Abstract:
Feasibility study has been limited to large scale mining, over the years. Small Scale Gold
Miners in Ghana generally do not conduct feasibility study before they embark on mining
and as a result they are not properly guided on the viability of intended projects. This thesis
outlines a stepwise approach for conducting a feasibility study of Small Scale Gold Mining
in Ghana. It reviews relevant literature, and for each of an alluvial and hard rock ore
deposits, using data from Mpeasem Gold Project, demonstrates how reserves could be
estimated, and economic analysis conducted to ascertain the mining projects viability. The
Inverse Distance Weighting (IDW) method was deployed through the use of Surpac
software to estimate the ore reserves of the alluvial deposit while the Cross Sectional method
was used to calculated average grade for the hard rock ore deposit.

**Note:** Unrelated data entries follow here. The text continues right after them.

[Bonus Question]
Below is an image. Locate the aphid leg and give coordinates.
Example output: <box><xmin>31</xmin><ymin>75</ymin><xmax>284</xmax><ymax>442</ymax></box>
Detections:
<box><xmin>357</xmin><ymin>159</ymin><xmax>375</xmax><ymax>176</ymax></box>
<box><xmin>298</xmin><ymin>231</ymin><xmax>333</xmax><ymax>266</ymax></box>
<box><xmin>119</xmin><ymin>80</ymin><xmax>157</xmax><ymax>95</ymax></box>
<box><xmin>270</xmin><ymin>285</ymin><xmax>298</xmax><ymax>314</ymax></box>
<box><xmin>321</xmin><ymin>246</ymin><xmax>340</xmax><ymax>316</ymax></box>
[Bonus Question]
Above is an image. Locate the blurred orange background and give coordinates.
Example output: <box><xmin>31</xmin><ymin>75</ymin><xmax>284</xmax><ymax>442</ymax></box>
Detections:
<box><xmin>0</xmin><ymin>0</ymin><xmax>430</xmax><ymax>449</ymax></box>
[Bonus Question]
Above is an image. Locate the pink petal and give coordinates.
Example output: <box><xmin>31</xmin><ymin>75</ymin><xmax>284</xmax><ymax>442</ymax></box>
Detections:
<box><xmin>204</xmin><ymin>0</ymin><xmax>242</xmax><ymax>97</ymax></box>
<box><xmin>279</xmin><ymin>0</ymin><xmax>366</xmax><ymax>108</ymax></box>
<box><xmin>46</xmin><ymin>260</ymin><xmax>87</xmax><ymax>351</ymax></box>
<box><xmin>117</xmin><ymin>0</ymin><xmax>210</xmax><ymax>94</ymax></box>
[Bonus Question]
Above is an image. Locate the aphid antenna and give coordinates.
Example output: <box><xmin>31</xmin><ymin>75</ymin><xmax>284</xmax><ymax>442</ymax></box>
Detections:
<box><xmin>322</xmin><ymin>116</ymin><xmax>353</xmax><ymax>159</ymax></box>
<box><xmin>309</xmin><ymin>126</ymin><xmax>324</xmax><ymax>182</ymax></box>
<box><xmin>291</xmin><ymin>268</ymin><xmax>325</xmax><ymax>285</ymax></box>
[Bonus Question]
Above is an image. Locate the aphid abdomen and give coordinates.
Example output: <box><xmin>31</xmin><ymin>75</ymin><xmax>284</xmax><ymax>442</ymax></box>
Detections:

Environmental aspects,
their potential impact and mitigation measures were tabulated as preliminary environmental
report. The economic risks of the alluvial deposit were evaluated using the Monte Carlo
Simulation method. The alluvial gold deposit was 3.4 Mm3
at an average grade of 0.46 g/m3
in reserves and yielded an NPV and IRR of USD 2.8 M and 48% respectively for the base
case, with an effective probability of success of 10% (17% and 56%). The hard rock ore
gold deposit was 1.9 Mt at an average grade of 2.54 g/t in reserves and yielded an NPV and
IRR of USD 7.5 M and 29% respectively for the base case, with an effective probability of
success of 14% (25% and 54%). Though both alluvial and hard rock deposits are viable
under the base case scenarios, their respective probability of success is very slim. The
projects are not robust to simultaneous changes in cost, revenue and other economic
parameters and therefore careful consideration for cost control through competitive bidding
in the purchase of equipment and award of contracts is key.